According to the National Association of Theatre Owners, the average price of a movie ticket sold through September 2009 was $7.46, up 8.4 percent from $6.88 in 2007. The New York Times, Washington Post,and several other newspapers have increased newsstand prices, while many magazines have boosted subscription fees.

Cable networks and broadcast networks are trying the same thing. Forcing cable systems to pay significant sums of money for the privilege of carrying their channels was an option limited to only a few channels, such as ESPN. The owners of cable channels used to be happy just to have their content air on the systems and then collect a chunk of the ad revenues. (When Rupert Murdoch launched Fox News Channel in the mid-1990s, he paid cable companies to carry it.) But with advertising growth declining, companies have to either charge more or risk not being in business at all. (Here’s a chart on cable advertising revenues and total revenues.) As Brian Stelter writes in today’s New York Times, ESPN gets $4.10 per month, while others get much less. “The Disney Channel, NFL Network, Fox News, USA and ESPN2 each get more than 50 cents. For every channel, the price per month is expected to rise each year.” And the cable operators aren’t simply absorbing the price increases. As Stelter noted, the same day Time Warner Cable cut a deal with Fox, Time Warner Cable announced a change in rates for subscribers (read: an increase).

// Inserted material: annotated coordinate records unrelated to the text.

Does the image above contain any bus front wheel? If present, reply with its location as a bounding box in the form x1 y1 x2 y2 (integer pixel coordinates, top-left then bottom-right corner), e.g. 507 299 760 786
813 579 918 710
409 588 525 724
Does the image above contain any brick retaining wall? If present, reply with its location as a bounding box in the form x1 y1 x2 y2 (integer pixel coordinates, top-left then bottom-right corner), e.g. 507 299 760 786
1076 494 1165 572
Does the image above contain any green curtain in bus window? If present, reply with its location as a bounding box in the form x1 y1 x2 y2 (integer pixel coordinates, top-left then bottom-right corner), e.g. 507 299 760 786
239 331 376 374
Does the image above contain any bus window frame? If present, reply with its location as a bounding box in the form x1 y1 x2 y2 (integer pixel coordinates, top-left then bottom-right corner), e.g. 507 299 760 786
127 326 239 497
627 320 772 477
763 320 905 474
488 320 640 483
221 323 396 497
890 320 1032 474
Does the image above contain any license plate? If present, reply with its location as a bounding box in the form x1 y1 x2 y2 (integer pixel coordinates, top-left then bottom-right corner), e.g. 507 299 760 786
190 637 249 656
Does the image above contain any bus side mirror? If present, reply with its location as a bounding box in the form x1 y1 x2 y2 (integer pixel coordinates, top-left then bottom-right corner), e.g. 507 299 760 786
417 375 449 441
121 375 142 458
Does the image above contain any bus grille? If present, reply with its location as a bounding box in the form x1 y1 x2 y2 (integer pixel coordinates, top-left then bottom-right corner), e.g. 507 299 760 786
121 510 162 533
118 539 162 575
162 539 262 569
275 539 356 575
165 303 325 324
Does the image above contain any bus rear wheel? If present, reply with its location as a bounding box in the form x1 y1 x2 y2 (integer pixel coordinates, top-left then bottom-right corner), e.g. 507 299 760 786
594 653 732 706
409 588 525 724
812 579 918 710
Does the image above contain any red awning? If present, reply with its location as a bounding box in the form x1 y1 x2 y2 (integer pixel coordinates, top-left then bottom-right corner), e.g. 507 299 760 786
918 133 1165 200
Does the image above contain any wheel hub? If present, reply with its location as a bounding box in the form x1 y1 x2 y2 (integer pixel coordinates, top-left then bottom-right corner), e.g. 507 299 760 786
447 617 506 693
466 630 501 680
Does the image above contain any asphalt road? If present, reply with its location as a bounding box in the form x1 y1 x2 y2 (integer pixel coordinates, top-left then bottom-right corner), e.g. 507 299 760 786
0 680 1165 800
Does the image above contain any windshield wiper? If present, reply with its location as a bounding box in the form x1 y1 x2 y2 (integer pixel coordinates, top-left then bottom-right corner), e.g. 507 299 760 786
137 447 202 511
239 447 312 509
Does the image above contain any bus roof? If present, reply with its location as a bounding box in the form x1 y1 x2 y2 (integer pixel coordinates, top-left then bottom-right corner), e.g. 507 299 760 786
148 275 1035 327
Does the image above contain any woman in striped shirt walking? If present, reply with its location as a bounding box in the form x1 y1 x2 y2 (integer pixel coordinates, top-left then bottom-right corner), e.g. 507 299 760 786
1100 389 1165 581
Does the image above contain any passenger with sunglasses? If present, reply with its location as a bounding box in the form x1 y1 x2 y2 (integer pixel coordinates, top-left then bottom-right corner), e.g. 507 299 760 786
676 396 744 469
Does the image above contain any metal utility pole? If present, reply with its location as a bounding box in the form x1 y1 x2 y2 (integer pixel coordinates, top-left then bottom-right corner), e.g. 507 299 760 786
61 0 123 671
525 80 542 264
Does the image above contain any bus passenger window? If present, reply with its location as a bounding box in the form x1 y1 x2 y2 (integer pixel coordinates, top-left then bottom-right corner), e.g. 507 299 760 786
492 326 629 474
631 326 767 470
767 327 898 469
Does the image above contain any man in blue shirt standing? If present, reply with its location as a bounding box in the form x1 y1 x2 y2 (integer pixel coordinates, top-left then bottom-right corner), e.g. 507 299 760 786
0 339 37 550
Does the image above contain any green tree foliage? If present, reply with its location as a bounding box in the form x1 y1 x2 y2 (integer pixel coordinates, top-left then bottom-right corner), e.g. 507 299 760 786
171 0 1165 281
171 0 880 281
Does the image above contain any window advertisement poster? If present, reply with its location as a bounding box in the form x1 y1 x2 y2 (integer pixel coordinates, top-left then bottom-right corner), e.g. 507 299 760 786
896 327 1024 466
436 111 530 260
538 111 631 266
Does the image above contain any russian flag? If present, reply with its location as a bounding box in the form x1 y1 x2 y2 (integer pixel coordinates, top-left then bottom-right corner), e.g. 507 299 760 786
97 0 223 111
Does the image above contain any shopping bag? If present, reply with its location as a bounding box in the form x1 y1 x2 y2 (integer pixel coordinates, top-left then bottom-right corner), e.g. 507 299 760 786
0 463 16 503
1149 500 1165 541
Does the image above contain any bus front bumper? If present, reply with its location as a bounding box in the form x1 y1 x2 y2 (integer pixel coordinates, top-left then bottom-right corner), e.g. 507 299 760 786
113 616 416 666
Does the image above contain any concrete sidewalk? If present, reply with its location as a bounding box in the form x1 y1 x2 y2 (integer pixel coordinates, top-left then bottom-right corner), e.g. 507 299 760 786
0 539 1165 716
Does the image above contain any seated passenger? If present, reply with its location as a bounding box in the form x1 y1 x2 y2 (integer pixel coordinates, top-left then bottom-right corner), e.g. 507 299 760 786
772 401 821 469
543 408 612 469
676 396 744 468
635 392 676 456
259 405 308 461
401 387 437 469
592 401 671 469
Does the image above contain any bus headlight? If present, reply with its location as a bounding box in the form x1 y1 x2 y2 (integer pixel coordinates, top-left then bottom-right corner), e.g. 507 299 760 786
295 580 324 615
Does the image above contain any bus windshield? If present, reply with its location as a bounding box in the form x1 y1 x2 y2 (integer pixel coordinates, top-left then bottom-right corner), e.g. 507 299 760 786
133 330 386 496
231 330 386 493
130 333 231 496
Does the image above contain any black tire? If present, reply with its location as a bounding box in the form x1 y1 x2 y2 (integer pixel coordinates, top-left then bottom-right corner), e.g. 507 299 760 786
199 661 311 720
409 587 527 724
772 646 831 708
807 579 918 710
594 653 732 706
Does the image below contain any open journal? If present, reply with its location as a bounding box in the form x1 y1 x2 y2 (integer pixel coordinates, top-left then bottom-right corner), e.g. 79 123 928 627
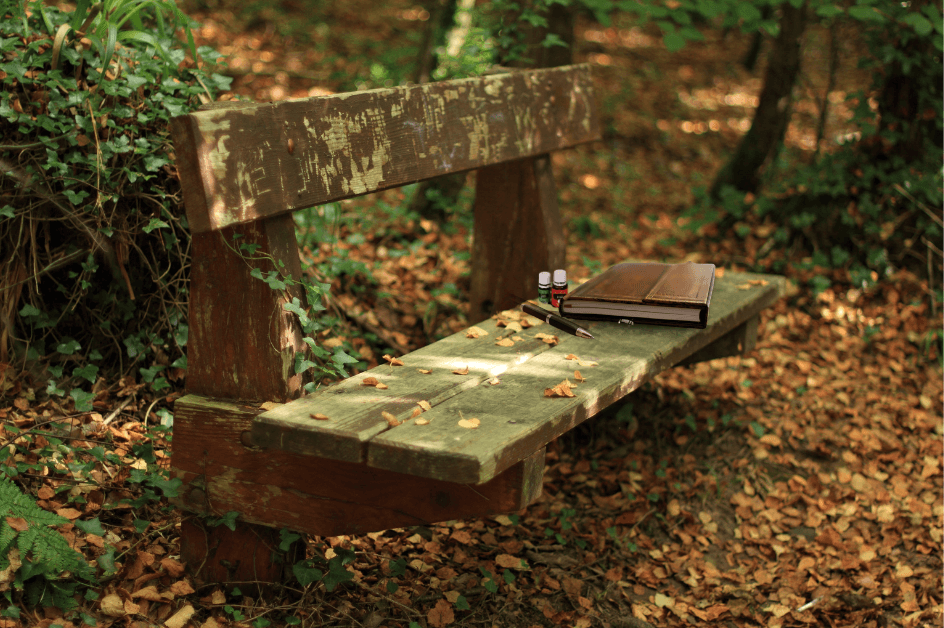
560 262 715 328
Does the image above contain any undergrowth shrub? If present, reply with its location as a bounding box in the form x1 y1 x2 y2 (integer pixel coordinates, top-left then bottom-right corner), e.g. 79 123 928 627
0 0 229 412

While the Time Warner Cable/News Corp. feud was titillating, the real battle between cable and content will be played out in boardrooms in Philadelphia, the headquarters of Comcast. With nearly 24 million cable customers, Comcast is a huge player in distribution. But it also owns or has investments in cable properties such as E!, the Golf Channel, and the Style Network. Its pending acquisition of NBC Universal will bring more cable nets into the fold—USA, Bravo, CNBC, MSNBC—as well as the once-mighty broadcast network NBC. If advertising doesn’t come back soon, cable channels will be demanding higher carriage fees across the board, and the cable companies will, with what they assure us is great regret, pass the costs on to us. Just as paid is the new free, more expensive is the new cheap.